Glad I found this thread as I'm just starting the same process on my 322. Great information here. Bearings from Doug Peck.










I notice here that the front and center bearings are full length. Did I read correctly that the replacements are only 1/4" long? It would be nice to have exact replacements.


----------



## alaft61ri (Oct 11, 2019)

Yes thats what he told me i even sent a pic to him of the original parts and that what he sold me know the bushing were the gear goes wear armature goes in there r two different sizes. I also had one problem the od and id werent exactly right so i took it to work ground the od to orignal size. Then i pressed bushing in and got the ridght reamer and treamed the i f to size. I have some left i will take a pic of them . i replaced bushings in my 322 to. 
Al


----------



## alaft61ri (Oct 11, 2019)

My chassie is different mine has the sit smoke in tender my axle goes thru the gear.


----------



## AFGP9 (Apr 8, 2015)

Nice job on the 322! looks better then new Al. 

Kenny


----------



## alaft61ri (Oct 11, 2019)

Doug Oconnor said:


> Glad I found this thread as I'm just starting the same process on my 322. Great information here. Bearings from Doug Peck.
> 
> View attachment 548281
> 
> ...


Here is the pic of the bushings.


----------



## AF-Doc' (Dec 21, 2013)

Thanks Al, I really hope I don't have to modify the bearings at all. I did notice the geared axle is the same as the diesels stepped axles. pa10006 and the front and middle ones are plain with no step pa10005. Was your center bearing worn as well?


----------



## alaft61ri (Oct 11, 2019)

Yes i replaced them all.


----------



## AF-Doc' (Dec 21, 2013)

Yes that is the best way I guess as the 322 is already broken down to it's basics.


----------



## AF-Doc' (Dec 21, 2013)

I found these at portlines.com and stocked up. I try to make sure that a least one is on the worm end of the armature and that one of the sizes will center the armature to the field winding as close as possible. 

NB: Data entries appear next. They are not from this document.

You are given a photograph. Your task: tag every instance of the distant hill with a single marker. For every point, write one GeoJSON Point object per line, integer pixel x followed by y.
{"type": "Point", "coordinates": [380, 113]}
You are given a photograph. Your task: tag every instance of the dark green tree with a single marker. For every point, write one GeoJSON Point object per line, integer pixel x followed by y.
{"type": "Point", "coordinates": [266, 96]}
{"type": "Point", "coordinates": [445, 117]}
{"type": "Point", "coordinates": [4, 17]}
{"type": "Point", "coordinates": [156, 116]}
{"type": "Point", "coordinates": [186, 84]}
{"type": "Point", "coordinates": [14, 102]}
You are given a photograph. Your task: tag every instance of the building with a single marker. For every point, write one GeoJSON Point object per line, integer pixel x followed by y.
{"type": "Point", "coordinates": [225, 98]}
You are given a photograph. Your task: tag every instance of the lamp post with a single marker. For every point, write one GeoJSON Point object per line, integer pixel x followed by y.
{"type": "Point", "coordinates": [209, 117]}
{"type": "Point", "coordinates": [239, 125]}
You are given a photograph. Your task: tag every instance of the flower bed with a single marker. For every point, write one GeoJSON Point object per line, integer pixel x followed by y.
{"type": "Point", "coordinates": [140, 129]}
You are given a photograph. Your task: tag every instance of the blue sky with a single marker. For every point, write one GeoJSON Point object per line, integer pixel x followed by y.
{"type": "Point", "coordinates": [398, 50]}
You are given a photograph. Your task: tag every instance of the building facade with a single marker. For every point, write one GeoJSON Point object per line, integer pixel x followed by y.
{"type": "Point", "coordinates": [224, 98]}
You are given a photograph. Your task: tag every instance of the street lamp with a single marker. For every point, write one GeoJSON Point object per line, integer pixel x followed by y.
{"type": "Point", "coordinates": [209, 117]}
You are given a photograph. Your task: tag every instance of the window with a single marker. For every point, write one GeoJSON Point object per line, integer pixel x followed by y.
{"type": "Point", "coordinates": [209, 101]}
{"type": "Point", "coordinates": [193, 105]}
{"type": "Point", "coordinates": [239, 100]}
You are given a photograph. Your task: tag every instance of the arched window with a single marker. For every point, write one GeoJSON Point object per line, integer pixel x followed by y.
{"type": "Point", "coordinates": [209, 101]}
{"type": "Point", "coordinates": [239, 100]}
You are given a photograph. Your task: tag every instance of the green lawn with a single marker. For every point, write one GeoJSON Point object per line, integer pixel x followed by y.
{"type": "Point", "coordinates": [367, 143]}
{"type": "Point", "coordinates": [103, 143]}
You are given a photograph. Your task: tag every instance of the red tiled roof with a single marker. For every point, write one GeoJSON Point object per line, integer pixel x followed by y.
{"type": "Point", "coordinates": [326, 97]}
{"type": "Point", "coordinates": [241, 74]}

WASHERS2085 PA10766-005WASHER, Armature Thrust (.005") Steam​*$0.75*​WASHERS2086 PA10766-010WASHER, Armature Thrust (.010") Steam​*$0.50*​WASHERS2087 PA10766-020WASHER, Armature Thrust (.020") Steam​*$0.50*​

You know with the wealth of knowledge that is here maybe a sticky thread of " Tips, Tricks and Custom Tools " would be fun and educational?


----------



## AF-Doc' (Dec 21, 2013)

Al, a sweet 322 Hudson, very nice work indeed.


----------